The Need for Clean Data
Stressing the importance of having clean data, Choi said it “relates to your brand and how your brand is perceived in the world.”
When she is watching a streaming services and the info is not right and she clicks the remote and gets something she wasn’t expecting to see due to bad metadata “that makes me think that company doesn’t really have it all together; so it really does impact your brand,” she warned. And “when it’s public-facing, it can matter,” she added.
When it comes to the complexity of data, “there’s nothing new here,” McLennan said. “While AI is a catch-all phrase, it really pulls together that information and it helps serve up kind of the insights [to] those of us that are needing that on an ongoing basis… [It] is really critical today in this marketplace… [to] have predictive understanding and predictive analytics,” he added.
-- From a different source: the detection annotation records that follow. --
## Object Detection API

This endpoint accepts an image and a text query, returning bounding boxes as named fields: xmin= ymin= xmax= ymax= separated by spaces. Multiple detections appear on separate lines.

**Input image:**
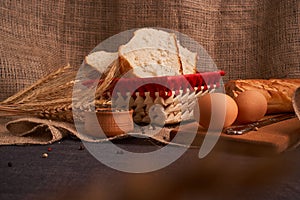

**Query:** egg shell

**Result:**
xmin=194 ymin=93 xmax=238 ymax=129
xmin=235 ymin=90 xmax=268 ymax=123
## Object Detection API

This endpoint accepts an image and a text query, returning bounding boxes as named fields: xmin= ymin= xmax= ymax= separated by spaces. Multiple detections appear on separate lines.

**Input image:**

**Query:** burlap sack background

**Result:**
xmin=0 ymin=0 xmax=300 ymax=100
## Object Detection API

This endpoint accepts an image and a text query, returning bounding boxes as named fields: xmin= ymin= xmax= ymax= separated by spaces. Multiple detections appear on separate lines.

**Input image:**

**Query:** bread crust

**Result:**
xmin=225 ymin=79 xmax=300 ymax=114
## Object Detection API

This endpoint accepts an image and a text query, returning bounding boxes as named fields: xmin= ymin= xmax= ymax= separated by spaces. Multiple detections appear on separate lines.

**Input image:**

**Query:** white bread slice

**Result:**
xmin=119 ymin=28 xmax=182 ymax=78
xmin=177 ymin=42 xmax=197 ymax=74
xmin=84 ymin=51 xmax=118 ymax=74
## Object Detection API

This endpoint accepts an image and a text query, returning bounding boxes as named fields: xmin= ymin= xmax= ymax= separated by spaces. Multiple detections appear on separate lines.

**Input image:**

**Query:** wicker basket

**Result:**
xmin=99 ymin=71 xmax=225 ymax=125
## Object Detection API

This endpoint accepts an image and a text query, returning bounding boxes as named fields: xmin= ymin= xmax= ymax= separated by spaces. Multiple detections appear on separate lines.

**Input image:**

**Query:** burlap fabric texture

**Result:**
xmin=0 ymin=0 xmax=300 ymax=145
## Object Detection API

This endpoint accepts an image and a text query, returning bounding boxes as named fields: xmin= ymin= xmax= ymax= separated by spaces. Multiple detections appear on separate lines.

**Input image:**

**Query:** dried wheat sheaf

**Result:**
xmin=0 ymin=63 xmax=118 ymax=122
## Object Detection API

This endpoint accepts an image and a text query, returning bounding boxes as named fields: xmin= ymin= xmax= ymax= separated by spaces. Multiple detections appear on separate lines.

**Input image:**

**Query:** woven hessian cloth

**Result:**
xmin=0 ymin=0 xmax=300 ymax=100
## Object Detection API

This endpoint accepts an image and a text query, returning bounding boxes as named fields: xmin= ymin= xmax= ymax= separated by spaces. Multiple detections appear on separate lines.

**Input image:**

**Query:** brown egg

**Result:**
xmin=235 ymin=90 xmax=268 ymax=123
xmin=194 ymin=93 xmax=238 ymax=129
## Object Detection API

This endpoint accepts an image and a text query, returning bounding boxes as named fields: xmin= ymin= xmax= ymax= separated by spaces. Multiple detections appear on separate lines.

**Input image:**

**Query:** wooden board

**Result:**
xmin=171 ymin=118 xmax=300 ymax=156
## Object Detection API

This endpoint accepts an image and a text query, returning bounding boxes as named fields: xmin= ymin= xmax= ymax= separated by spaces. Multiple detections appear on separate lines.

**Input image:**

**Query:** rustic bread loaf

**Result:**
xmin=225 ymin=79 xmax=300 ymax=114
xmin=119 ymin=28 xmax=182 ymax=78
xmin=119 ymin=28 xmax=197 ymax=78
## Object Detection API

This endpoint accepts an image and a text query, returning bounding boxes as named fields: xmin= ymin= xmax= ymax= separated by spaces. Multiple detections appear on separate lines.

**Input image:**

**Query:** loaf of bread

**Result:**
xmin=119 ymin=28 xmax=196 ymax=78
xmin=225 ymin=79 xmax=300 ymax=114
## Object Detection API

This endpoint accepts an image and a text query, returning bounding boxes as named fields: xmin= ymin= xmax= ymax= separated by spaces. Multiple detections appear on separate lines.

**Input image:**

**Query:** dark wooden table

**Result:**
xmin=0 ymin=138 xmax=300 ymax=200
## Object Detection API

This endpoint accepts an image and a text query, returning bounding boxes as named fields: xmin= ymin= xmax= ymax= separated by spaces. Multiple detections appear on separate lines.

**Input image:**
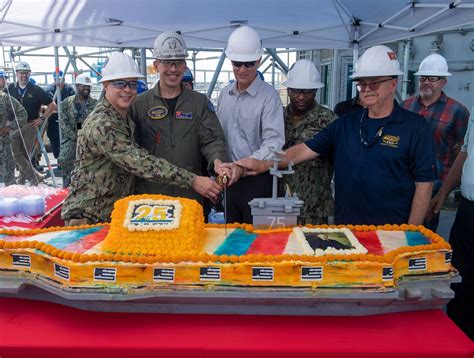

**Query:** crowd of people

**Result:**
xmin=0 ymin=26 xmax=474 ymax=338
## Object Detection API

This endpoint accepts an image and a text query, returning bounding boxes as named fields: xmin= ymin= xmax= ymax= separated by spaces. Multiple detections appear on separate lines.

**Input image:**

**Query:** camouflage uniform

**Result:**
xmin=0 ymin=92 xmax=28 ymax=186
xmin=62 ymin=99 xmax=195 ymax=223
xmin=282 ymin=103 xmax=335 ymax=224
xmin=58 ymin=95 xmax=97 ymax=188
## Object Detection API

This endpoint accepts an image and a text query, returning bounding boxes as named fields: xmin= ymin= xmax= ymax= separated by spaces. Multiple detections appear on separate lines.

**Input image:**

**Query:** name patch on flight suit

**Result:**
xmin=148 ymin=106 xmax=168 ymax=119
xmin=380 ymin=134 xmax=400 ymax=148
xmin=176 ymin=111 xmax=193 ymax=119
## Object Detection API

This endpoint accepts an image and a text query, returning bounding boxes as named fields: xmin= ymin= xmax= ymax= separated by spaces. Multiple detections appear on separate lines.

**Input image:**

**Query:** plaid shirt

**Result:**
xmin=402 ymin=92 xmax=469 ymax=190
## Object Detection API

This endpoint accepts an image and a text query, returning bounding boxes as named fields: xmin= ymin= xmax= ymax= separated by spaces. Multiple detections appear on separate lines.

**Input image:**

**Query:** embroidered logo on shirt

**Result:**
xmin=380 ymin=134 xmax=400 ymax=148
xmin=176 ymin=111 xmax=193 ymax=119
xmin=207 ymin=101 xmax=216 ymax=113
xmin=148 ymin=106 xmax=168 ymax=119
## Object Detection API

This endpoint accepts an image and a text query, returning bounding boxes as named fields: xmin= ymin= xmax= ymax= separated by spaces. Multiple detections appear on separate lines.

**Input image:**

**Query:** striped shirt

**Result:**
xmin=401 ymin=92 xmax=469 ymax=190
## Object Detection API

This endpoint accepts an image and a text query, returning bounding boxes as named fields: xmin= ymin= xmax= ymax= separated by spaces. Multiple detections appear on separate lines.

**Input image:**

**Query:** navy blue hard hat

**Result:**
xmin=137 ymin=80 xmax=148 ymax=94
xmin=181 ymin=67 xmax=194 ymax=82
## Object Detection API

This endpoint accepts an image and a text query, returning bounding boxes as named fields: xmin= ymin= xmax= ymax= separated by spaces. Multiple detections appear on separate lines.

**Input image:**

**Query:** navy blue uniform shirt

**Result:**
xmin=305 ymin=103 xmax=437 ymax=225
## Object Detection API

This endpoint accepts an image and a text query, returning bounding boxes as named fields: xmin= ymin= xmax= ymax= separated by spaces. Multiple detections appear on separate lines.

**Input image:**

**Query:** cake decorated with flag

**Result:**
xmin=0 ymin=195 xmax=454 ymax=290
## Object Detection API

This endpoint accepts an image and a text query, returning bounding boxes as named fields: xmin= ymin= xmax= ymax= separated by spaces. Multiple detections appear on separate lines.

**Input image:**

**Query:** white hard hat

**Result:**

Agreeing with him, Choi noted there are “recommendation engines that are out in the world and are being developed all the time.” And that is important because “having that data available is the difference between whether or not your content is seen,” she said.
Sharing info is important, according to Walls. “Be open to frequent interactions,” she advised viewers. “Tell as much as you can and be ready for someone to have an idea that you may not have even fathomed when you started the conversation. Sharing is caring.”
Also: “Don’t be afraid to complain,” Choi said. “If somebody hadn’t complained to me that they couldn’t find OTT and streaming support within EIDR, that wouldn’t be a focus of EIDR right now,” she said, calling a complaint “a gift” so “don’t be afraid to share your gift.”
The session was moderated by Mary Yurkovic, director of Smart Content.